Surely your task can be solved by employing RNNs and (possibly) Attentive or Graph Neural Networks: the task seems like something more on the Natural Language Processing side, and the former solutions have been extensively employed in that field; nevertheless DAG-Net, especially in its generative part (Recurrent VAE), doesn't suit your purpose.
Alex
The task might seem unrelated at first, but if you think about it, the task is basically tell which dialog box is next in the order. Using trajectory prediction allows drawing a line from the first till the last dialog, basically training the task as a trajectory prediction.
do you recommend any specific implementation of the networks that you suggested. Note that this is NOT a Natural Language Processing, it's predicting the structure or order of things.
Note that this is NOT a Natural Language Processing, it's predicting the structure or order of things.
Uh sorry, I gave for granted you were talking about giving the network also the boxes contents and extracting their order from this information. That's why I brought up NLP :)
The task might seem unrelated at first, but if you think about it, the task is basically tell which dialog box is next in the order. Using trajectory prediction allows drawing a line from the first till the last dialog, basically training the task as a trajectory prediction.
If you limit to the locations and xy coordinates of the boxes inside the page, the network could maybe come up with some results: it's all about seeing if the boxes locations are well characterized by a given distribution, it's hard to tell a priori.
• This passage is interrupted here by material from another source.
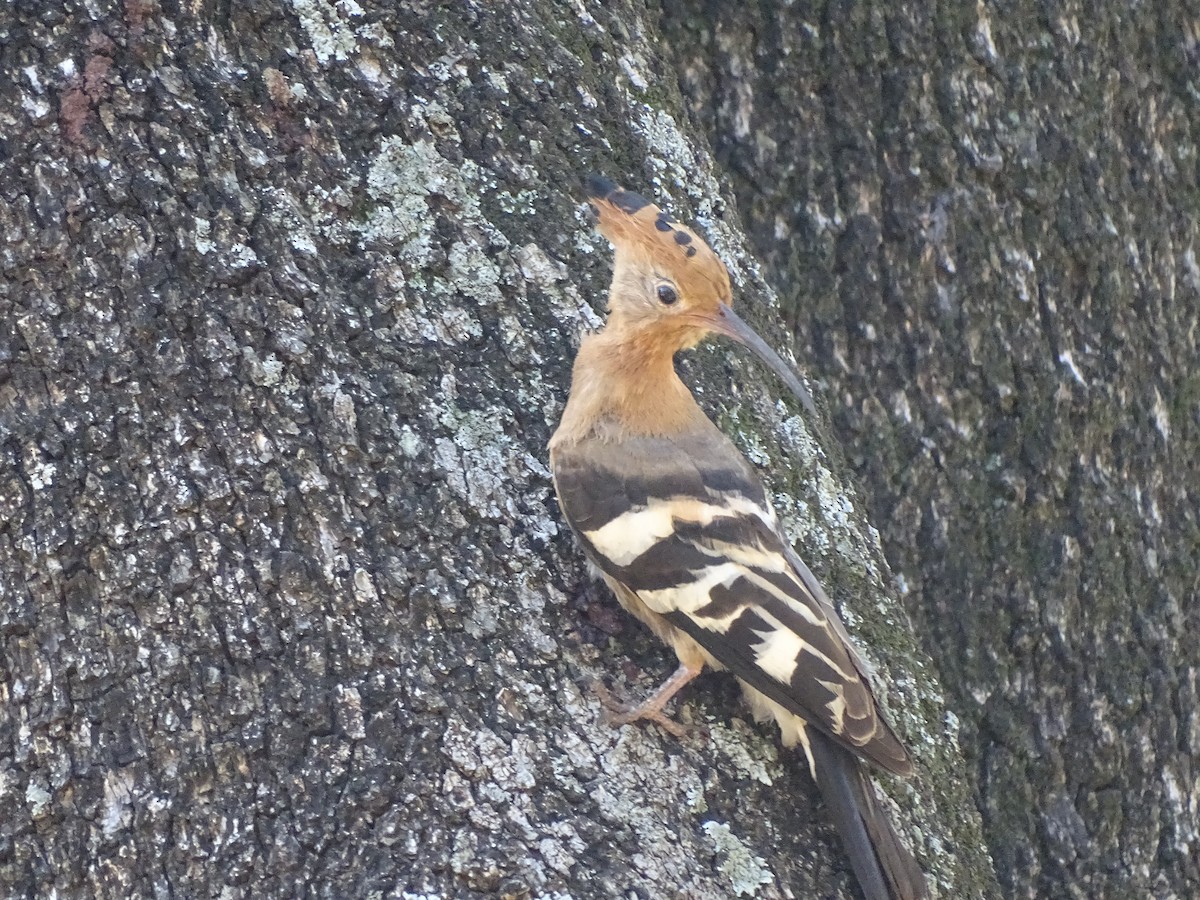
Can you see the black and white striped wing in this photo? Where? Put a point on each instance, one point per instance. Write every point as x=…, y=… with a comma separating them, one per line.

Without any particular experience, I would say that if the network succeeded in extracting some meaningful info, it would cope only with naive distributions / orders (left to right, up to bottom, as we would normally read the boxes across subsequent panels) and struggle with more complex layouts.
@alexmonti19 Thanks for your hard work!
Take this example, i want to predict the order of the dialog in a comic book, basically telling which dialog box is 1st, which is 2nd, 3rd, etc...
Note that i already have the dialog boxes location and coordinated detected, but now i only want to predict their reading-order.